I am trying to build a very simple ecommerce website and run into problems whenit comes to displaying images for my products:
Both of my problems happen on the “details page” of my products
Problem 1:
I can’t set my images to change their size. When I use a “image” object, the image display fullscreen.
When I open the template “marketplace”, I see that the image size is help while using a “Image block” component. But this component is not available when I look for it in the component box.
(see screenshots)
Problem 2:
I have multiple images in my database (they come from airtable). While the data page sees clearly that many images are in the field, the display just shows one.
How can we display many images from a multiple image input?
After 2 hours of exploration, I finally got to make it work. For anyone that would be interested, I did the following to display an image gallery (I did not want a click carousel for UX reasons)
First, split my column from Airtable that contain my images as an Array to many single columns. GlidePages does not understand that a multiple image from the database is made of many element, it just takes the first one to show. The goal here is to seperate each of them.
You should create as many columns as you wish to, the number of column should be greater than the number of images you have for 1 entry. (ex: 30 images => 30 columns)
See screenshot for parameters. This is my 28th column.
On the layout page, create a container of 4 columns (or 3, as you wish), and put 4 images. Each of these images should be link to the previously created columns.
Pros: it works
Cons: It is manual, not automated at all and thus not maintenable. It is a dirty solution, while waiting for GlidePages to do multiimage handling.
I’m not sure if it would help your use case, but there is a fairly simple technique that can employed to expand your image array across multiple rows in a single column, which would allow it to be used as a collection.
It works like so:
Create a bare Glide table to use as a helper table
Add a RowID column
Add a Lookup column that targets the RowID column. The result should be an array of RowIDs.

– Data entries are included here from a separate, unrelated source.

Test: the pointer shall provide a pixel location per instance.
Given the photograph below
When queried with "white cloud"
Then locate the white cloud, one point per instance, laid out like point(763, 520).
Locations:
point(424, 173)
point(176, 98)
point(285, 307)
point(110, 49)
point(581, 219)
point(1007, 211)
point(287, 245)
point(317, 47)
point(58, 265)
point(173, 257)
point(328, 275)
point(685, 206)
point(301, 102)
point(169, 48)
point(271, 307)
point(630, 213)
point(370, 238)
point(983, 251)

Use a Find Element Index column to find the RowID in the RowID array. This will give you an auto-incrementing Row Index.
Add your Image array using a Single Value column, or relation + lookup column.
Now use a Single Value column to address the Nth from start of the image array, where N is the row index.
The end result will be that all of your images are shown in a single column, with one image per row. This is a standard technique that can be applied to any array. The advantage is that once it’s set up, it requires zero maintenance. If the size if your image gallery increases, you simply add more rows.